Because Waving to a Sensor Is Not a Lighting Strategy

Meet PIR+: The Sensor That Doesn’t Ghost You

Of course, no conversation with Mat would be complete without talking about Holders’ latest pride and joy: the PIR+ sensor. Or as some might call it, the sensor that finally puts an end to waving your arms in the office just to stop the lights going out.

Most traditional PIR sensors are really just motion detectors, Mat explains. Sit still too long, and suddenly you’re working in the dark. PIR+ redefines presence detection. It keeps the lights on while you are in the room, even if you are completely still, and switches them off the moment you leave. That means more comfort, less frustration, and significant energy savings.

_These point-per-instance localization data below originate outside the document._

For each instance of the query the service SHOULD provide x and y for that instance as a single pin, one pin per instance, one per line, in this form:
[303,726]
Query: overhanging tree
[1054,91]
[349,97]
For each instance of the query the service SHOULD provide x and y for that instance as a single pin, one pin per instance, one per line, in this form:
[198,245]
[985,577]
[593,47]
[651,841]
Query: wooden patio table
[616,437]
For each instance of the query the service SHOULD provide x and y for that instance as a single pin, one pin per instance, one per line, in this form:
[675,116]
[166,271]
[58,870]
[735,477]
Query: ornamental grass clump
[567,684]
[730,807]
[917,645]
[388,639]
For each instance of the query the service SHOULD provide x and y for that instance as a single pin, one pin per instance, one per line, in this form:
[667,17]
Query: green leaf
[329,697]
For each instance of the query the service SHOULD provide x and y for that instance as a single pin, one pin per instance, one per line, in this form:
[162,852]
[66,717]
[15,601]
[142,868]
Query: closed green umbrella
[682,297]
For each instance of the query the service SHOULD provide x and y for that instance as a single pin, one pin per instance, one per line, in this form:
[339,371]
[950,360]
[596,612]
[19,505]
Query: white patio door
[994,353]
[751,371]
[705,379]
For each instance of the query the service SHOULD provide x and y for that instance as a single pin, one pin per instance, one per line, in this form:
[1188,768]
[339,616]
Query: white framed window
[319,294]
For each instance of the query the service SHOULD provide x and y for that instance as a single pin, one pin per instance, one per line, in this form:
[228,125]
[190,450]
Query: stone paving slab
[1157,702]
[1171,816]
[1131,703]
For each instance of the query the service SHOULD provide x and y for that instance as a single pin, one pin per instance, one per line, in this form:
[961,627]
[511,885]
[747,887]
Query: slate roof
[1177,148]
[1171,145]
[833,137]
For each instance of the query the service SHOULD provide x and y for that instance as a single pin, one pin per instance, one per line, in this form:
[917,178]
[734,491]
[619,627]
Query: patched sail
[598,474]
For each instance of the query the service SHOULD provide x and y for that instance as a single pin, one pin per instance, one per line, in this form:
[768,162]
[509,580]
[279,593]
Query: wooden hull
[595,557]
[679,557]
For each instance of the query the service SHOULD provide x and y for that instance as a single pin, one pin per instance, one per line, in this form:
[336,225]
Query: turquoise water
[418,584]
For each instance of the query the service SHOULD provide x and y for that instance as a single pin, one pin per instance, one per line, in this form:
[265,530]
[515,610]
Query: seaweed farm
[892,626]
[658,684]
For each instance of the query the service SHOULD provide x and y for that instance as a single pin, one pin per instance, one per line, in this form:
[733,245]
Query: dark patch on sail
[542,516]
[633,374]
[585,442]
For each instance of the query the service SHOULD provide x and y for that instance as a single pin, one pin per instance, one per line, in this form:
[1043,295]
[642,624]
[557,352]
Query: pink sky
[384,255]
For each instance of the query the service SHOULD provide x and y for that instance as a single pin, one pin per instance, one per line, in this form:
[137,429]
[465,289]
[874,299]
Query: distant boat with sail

In fact, PIR+ with Zonal Control goes a step further. In a standard office, one sensor typically controls whole banks of lights regardless of who is sitting where. With PIR+, the lighting can be tuned desk by desk. One person sits down and their zone lights up. Another arrives elsewhere and their corner comes alive too. No more wasted light, no more wasted energy. It is smarter, more efficient, and far more human.

And the applications go beyond offices. PIR+ can trigger low-level night lights in hotel rooms, activate boardroom presentation modes, and deliver people counting, heat mapping, and visitor flow data that help building owners optimise everything from HVAC to cleaning schedules. All GDPR-compliant, by the way — no cameras, just thermal data.

If you want the short version, PIR+ is a presence detector with brains, and possibly a sense of humour.

Always One Step Ahead

But as exciting as PIR+ is, it is only one step in a bigger journey. Mat has seen the industry leap from chokes to ballasts to wireless ecosystems. Today, it is AI-powered sensors and ambient IoT. Tomorrow? Who knows.

“When I entered the industry 16 years ago, we were still persuading clients to move from chokes to electronic ballasts,” he reflects. “Today, we’re talking about seamlessly integrated smart building platforms. The pace of innovation has been remarkable, and what excites me most is imagining where we’ll be another 16 years from now.”

If history is anything to go by, Holders will still be there, adapting, innovating, and probably finding ways to stop us all from doing Jumping Jacks in the office bathroom to get the lights on.